More investors are venturing outside the bond market for yield and income in a low-rate environment. Equity ETFs that track high-quality, large-cap companies with healthy balance sheets to support stable dividend payouts are a popular choice.
For instance, Morningstar ETF analyst Michael Rawson suggests investors should consider the Schwab U.S. Dividend Equity ETF (NYSEArca: SCHD), which tracks the Dow Jones U.S. Dividend 100 Index. With a 0.07% expense ratio, SCHD is a cheap ETF that provides exposure to high-quality, wide-moat stocks, or well-established firms that have a comparative advantage in a given market. The fund has a 2.86% 12-month yield.

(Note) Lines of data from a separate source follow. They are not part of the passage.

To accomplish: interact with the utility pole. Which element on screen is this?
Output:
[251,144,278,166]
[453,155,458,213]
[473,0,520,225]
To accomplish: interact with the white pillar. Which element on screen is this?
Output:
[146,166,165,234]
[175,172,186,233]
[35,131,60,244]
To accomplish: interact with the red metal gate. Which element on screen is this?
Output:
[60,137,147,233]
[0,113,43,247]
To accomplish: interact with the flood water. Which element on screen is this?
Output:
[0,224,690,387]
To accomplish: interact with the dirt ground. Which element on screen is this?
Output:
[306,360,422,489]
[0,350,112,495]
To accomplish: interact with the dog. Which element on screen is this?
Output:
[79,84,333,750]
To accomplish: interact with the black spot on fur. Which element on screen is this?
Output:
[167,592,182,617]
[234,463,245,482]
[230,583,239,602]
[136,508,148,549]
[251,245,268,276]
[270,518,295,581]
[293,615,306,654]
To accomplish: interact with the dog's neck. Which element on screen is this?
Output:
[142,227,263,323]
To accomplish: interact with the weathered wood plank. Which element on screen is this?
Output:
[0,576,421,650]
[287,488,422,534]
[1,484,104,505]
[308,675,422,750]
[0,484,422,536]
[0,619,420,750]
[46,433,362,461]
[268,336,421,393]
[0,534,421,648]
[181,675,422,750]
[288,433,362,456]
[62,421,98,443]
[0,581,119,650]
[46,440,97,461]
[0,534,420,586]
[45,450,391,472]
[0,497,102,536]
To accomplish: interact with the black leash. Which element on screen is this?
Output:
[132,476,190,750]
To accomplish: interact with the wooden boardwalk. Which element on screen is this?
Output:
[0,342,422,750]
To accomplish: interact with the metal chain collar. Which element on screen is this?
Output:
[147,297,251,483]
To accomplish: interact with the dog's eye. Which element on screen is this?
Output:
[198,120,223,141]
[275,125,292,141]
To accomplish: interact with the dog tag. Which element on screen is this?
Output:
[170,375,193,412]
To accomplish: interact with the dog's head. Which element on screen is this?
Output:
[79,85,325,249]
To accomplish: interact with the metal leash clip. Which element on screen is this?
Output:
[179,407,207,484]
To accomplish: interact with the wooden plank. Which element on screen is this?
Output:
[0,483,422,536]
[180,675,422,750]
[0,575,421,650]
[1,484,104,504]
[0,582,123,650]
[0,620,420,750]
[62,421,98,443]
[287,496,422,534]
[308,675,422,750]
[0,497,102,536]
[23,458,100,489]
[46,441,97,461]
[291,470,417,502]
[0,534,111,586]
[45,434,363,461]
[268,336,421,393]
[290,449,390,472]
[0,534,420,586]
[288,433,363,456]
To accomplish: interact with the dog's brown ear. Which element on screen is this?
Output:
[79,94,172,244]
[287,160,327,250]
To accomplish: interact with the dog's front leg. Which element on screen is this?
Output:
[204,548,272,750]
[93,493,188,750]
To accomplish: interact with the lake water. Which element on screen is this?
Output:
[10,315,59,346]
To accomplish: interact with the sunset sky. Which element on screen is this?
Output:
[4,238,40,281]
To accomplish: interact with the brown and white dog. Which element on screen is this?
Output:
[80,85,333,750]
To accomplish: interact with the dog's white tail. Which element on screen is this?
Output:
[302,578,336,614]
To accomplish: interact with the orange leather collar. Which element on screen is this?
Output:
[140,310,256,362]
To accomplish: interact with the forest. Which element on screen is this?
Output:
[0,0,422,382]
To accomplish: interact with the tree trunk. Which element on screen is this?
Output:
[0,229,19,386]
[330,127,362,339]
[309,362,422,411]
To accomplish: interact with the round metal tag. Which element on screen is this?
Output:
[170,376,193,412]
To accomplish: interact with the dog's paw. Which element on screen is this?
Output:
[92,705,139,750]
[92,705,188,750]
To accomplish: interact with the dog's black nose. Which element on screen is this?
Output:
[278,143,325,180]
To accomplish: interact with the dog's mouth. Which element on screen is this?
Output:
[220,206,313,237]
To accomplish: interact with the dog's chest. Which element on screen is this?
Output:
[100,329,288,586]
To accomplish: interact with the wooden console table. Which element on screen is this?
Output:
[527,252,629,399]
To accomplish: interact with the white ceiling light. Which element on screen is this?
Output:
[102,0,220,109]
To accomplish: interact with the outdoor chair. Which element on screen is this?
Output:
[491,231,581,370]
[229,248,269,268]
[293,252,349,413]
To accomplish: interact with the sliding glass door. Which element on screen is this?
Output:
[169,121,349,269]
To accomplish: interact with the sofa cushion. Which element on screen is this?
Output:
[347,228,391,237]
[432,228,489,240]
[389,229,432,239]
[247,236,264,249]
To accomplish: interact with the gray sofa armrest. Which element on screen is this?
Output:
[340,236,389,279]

“More than 60% of the fund’s holdings carry a wide moat rating, which suggests they have greater capacity than their peers to increase their dividend payouts in the future,” Rawson said. “This quality tilt can damp volatility during market downturns but might also cause it to lag in bull markets when investors pile into riskier assets.” [Where to Find Yield in ETFs with Less Risk]
SCHD only holds stocks that have made a dividend payment in each of the past 10 years. Additionally, the ETF also uses weighting methodology that limits its exposure to any single company or industry, further diversifying its holdings.
“Chasing high-dividend-yielding stocks can skew a portfolio toward distressed companies that have high yields only because their fundamentals have deteriorated,” Rawson said. “Because these stocks may underperform during market downturns and remain out of favor for several years at a time, diversified dividend funds that balance yield with quality can provide a better way to gain access to equity income.”
Market observers have noticed that reinvested divdends accounted for almost half of stocks’ total annualized returns in the past century. Stock researchers also found that dividend payers have consistently generated higher returns than non-dividend payers, with less risk.